The GRUNDTAL magnetic spice containers ($6.99AUD for 3 – not on Australian website, but definitely in-store) are quite big, 10cm in diameter and about 3cm deep. The front is made of a strong, clear plastic, and there is a large flat magnet set flush into the back. These are found in the kitchen department, but stuck to the magnetic knife racks which only hold three at a time.
I needed it to do better than that! We wound up buying 8 packs for a total of 24 jars, bringing the project cost to a little over $75AUD.
Once we got home, I removed the plastic spice jars and the velcro strips on the inside of the door, being careful not to break any of the wooden slats. I then used a flathead screwdriver to pry off the rest of the hot glue.
The SPONTAN board does not come with any fasteners, and is actually designed to be hung on a flat wall. So the Doctor got some flat picture hangers and bent them into tiny S-hooks to hang on the slats of the pantry door.
Unfortunately, this left the bottom edge of the board hanging free to bang against the door whenever we pulled it open.
So out came the hot glue gun and velcro again, but this time, I glued them to just the wide flat part of the door. It’s close enough to the lower edge to stop it banging, and also adds a lot more stability when taking jars off that part of the board.
… actually that’s kind of boring. Let’s spice it up! (#instantrimshot)
If you’re following me on Twitter, you might have caught this picture of my entire “spice” collection. I counted a few things that might not be traditionally considered as “spices”, such as ikan bilis (dried anchovies), pine nuts and dried shiitake mushrooms, but since they were all taking up the same general area in the pantry, it was probably time to sort them out as well.
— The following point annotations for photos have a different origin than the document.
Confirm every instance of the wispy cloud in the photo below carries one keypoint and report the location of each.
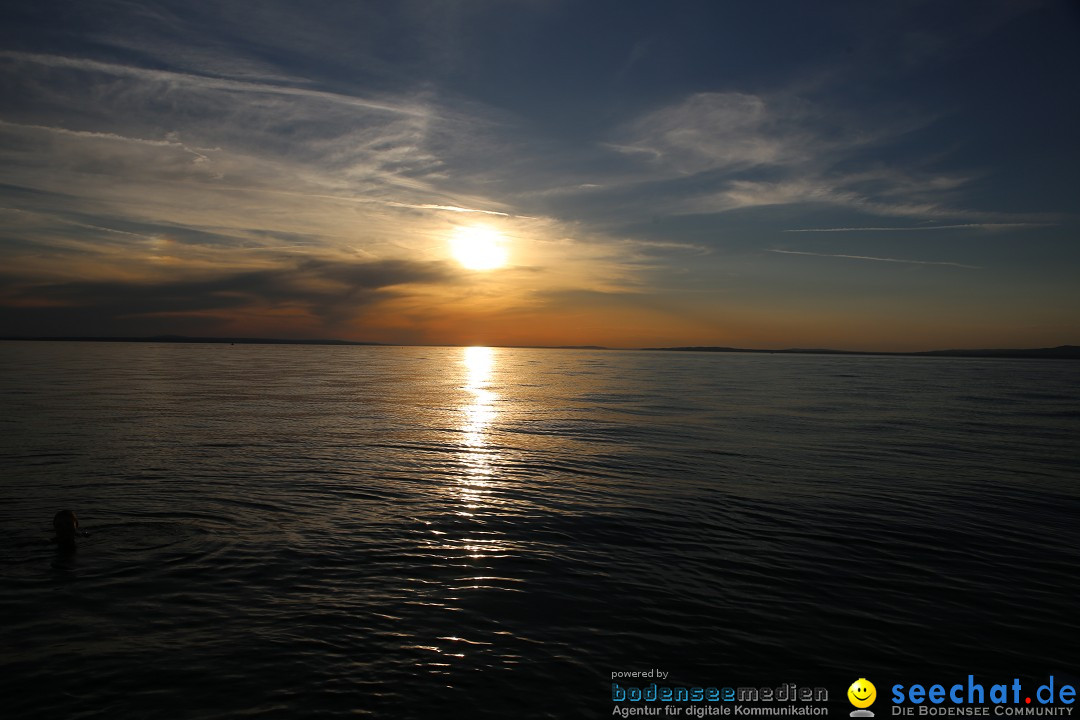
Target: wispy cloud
(877, 259)
(966, 226)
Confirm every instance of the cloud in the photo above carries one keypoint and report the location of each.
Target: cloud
(713, 131)
(966, 226)
(866, 257)
(332, 291)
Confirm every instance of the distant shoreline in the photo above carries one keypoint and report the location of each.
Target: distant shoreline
(1061, 352)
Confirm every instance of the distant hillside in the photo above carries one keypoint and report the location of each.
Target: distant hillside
(181, 338)
(1066, 352)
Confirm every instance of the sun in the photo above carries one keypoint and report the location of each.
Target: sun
(478, 247)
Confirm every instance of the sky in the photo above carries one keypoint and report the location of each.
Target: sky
(896, 175)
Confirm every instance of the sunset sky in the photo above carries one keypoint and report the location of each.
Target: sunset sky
(895, 175)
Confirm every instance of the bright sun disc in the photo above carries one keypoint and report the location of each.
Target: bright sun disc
(476, 247)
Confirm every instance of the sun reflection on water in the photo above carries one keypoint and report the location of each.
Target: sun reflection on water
(478, 415)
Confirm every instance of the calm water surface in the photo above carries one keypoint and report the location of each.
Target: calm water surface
(412, 532)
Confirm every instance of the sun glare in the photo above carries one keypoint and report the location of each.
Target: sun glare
(478, 247)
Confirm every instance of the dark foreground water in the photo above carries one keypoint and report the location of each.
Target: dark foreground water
(311, 531)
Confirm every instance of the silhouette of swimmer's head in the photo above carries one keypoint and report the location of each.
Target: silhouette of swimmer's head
(66, 525)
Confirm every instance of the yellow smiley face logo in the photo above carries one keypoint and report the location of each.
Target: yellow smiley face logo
(862, 693)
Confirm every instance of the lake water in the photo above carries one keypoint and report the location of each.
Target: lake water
(412, 532)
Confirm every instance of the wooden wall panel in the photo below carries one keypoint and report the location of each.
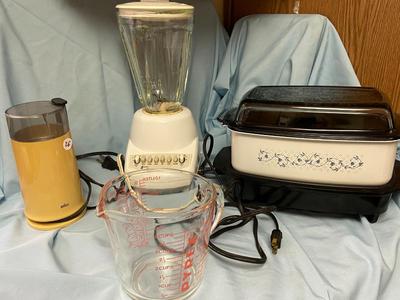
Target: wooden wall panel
(370, 30)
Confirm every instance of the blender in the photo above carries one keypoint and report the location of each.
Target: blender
(157, 40)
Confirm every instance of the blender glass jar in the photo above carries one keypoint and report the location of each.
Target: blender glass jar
(157, 40)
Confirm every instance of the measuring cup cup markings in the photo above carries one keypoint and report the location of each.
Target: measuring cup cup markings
(160, 254)
(188, 263)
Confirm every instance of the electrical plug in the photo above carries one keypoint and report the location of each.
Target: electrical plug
(108, 163)
(276, 239)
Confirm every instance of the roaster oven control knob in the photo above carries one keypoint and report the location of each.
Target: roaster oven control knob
(136, 159)
(181, 158)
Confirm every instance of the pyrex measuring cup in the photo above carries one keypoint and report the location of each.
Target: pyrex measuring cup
(159, 230)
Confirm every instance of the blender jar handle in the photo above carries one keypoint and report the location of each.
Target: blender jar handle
(219, 208)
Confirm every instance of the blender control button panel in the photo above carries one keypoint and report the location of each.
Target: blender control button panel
(167, 160)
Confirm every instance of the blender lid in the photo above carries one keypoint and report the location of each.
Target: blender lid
(149, 8)
(318, 112)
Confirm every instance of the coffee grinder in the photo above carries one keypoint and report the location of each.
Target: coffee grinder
(157, 40)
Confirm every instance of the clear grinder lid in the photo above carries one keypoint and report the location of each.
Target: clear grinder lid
(37, 120)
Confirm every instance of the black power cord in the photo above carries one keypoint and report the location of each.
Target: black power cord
(106, 161)
(247, 214)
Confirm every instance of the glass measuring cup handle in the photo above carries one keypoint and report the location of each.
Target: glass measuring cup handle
(220, 207)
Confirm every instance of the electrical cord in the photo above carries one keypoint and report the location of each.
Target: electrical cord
(106, 162)
(247, 214)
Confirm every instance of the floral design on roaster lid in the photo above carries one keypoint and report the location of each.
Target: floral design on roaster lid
(314, 160)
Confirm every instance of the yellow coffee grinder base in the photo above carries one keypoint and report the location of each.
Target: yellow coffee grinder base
(45, 159)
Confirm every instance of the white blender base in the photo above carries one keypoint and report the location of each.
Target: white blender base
(162, 141)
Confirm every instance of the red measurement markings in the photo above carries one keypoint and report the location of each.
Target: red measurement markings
(188, 263)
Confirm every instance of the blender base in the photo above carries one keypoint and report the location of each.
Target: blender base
(162, 141)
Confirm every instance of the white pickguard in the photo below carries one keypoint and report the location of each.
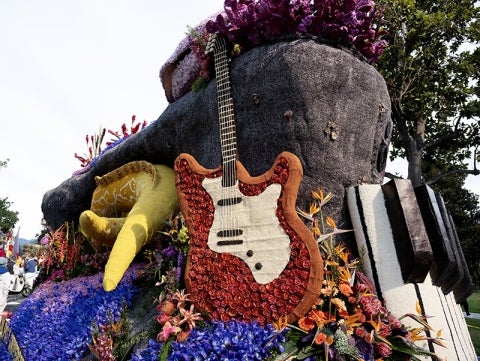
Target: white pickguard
(259, 240)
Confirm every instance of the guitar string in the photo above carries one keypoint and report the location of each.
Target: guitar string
(228, 139)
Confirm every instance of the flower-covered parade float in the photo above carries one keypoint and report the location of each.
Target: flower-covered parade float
(249, 221)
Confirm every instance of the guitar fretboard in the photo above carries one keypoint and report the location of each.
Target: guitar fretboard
(228, 140)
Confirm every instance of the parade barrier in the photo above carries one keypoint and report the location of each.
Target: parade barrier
(7, 336)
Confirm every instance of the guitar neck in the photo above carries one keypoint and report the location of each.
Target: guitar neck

Out of 47 items, I only had repeats of two – ground coriander seeds and garam masala. In my defence, one of the packets of coriander seeds was part of a gift set, and since garam masala is something that every family makes differently, you could maybe… sort of… very technically… say they were different things.
Okay, maybe not. But everything else was different! It’s not like I have a spice hoarding problem!
What? I don’t have a problem! Really!
And this is how the spice rack looks now. I considering putting labels on the front, but I really like the clean look with clear lids. I did print smaller labels and stuck them to the sides of the jars so we don’t confuse chipotle chilli powder for cinnamon, or thyme for oregano.
Of course, I didn’t manage to put my entire collection on the rack, nor do I really want to. This project allowed me to:
- clean up an eyesore in the kitchen
- make better decisions about what I really used in my cooking (the onion and garlic powders totally did not have any smell to them, and had gone rock-hard)
- re-discover spices I bought to “play” with, but had forgotten (like sweet paprika and sichuan peppercorns)
- organise what was left in more efficient ways
- give me an excuse to go shopping for more spices cook different things
The Doctor also pointed out that the jars will stick to the whiteboards on the outside of the doors, making mise-en-place even easier.
Magnets are great little things in home design, though I’m not 100% convinced about magnetic knife racks. I hope this post helps some of you looking to do something similar! I’m sure if Violet did the same project, hers would be full of adorable sculpey food, rather than actual edible ones… *bricked*
Do you think IKEA has good, creative solutions for everyday living, or do you think they’re full of mass-produced, cheap products with no individuality? Let me know in the comments below!
Disclaimer: This post is unsolicited and unbiased. Sefie and the Doctor paid for all items used in this post.